Zmianę w grze Zagłębia było widać gołym okiem. Miedziowi zagrali szybko, z polotem, kombinacyjnie, chociaż zawiodło to, co zwykle - skuteczność. Urban miał pretensje do Duszana Djokicia oraz Davida Abwo. Najpierw Serb nie podał do Nigeryjczyka, który miałby czystą pozycję do oddania strzału, a w rewanżu Abwo nie zagrał do Djokicia. - Będę musiał z nimi porozmawiać. Tak nie może być - mówił szkoleniowiec Zagłębia.

Po przyjściu Urbana konta piłkarzy wyzerowały się i każdy liczył na występ w tym spotkaniu. - Każdy z chłopaków myślał, że będzie jakaś zmiana, że to on teraz wskoczy do składu. Nie ukrywam, że mi także jakieś myśli chodziły po głowie. Kiedy przyszła odprawa, to była plansza, na której znalazłem się w pierwszym składzie - opowiada Damian Dąbrowski, który zagrał niezłe zawody w środku boiska i może być pewniakiem do gry w kolejnym meczu.

Sam Urban starał się bagatelizować swój wpływ na grę zespołu. - Nic wielkiego nie mogłem zrobić. Jeśli chodzi o same treningi to był jakiś zarys taktyki, jak drużyna ma się poruszać. To zrobiliśmy tylko na jednym treningu. Nie była to łatwa sprawa. Starałem się przekonać zawodników, że daję im dużo zaufania. Jeśli ktoś straci piłkę, to nic złego się nie dzieje, ponieważ wszyscy się mylimy. Nie ma opieprzania jeden drugiego, tylko zawodnicy muszą się wspierać nawzajem. Po dobroci do piłkarza można dojść dużo łatwiej - tłumaczył nowy trener dwukrotnych mistrzów Polski.
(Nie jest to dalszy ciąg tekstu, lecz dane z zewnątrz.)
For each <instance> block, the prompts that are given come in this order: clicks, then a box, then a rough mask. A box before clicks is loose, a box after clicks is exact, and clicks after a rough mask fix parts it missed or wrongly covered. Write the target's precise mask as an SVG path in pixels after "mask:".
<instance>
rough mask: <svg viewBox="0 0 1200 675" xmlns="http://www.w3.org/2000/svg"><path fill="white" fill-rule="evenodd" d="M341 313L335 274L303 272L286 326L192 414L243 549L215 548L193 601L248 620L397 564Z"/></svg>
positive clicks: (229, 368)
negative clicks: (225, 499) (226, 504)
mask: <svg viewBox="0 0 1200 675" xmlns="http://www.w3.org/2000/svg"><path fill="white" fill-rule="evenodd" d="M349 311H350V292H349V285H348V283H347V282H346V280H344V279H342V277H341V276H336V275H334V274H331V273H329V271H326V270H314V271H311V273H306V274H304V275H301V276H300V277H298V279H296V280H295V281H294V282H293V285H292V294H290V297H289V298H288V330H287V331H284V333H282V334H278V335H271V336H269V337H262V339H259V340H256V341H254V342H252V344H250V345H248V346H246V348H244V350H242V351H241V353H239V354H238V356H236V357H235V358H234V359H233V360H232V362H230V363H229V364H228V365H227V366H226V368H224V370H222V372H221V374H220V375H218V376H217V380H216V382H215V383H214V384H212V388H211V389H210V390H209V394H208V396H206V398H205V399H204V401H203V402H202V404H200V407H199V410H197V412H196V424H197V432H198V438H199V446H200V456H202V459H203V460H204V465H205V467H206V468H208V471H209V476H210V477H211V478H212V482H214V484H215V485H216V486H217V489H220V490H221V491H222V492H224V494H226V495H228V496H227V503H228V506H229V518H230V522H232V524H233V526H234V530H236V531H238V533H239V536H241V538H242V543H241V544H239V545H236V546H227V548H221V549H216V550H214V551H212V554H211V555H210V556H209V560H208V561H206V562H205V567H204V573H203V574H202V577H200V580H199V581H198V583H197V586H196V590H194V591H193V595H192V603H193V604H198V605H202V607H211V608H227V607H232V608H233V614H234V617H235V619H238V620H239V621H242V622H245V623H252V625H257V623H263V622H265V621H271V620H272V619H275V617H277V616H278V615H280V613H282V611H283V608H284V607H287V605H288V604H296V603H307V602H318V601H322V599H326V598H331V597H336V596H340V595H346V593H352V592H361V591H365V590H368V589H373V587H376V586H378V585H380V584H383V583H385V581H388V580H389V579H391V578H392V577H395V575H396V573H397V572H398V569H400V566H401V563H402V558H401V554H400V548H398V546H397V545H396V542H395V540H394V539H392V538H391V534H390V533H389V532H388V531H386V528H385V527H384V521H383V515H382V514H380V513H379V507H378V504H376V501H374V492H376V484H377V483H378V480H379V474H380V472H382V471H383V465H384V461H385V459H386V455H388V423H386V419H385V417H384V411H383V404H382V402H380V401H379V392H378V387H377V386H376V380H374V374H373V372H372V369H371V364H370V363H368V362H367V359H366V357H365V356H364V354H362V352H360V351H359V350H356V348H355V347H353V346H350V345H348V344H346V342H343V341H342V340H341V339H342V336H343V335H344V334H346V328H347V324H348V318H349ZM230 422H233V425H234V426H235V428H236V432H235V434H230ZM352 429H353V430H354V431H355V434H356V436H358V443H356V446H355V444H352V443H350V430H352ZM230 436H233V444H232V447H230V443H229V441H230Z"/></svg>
W Lubinie już rozpoczęła się operacja Arka Gdynia. To z tym zespołem Zagłębie zagra w piątek. Będzie to spotkanie z serii "o sześć punktów". Obie drużyny walczą o utrzymanie. Jeśli Miedziowi wygrają je, to będą mieli osiem "oczek" przewagi nad strefą spadkową.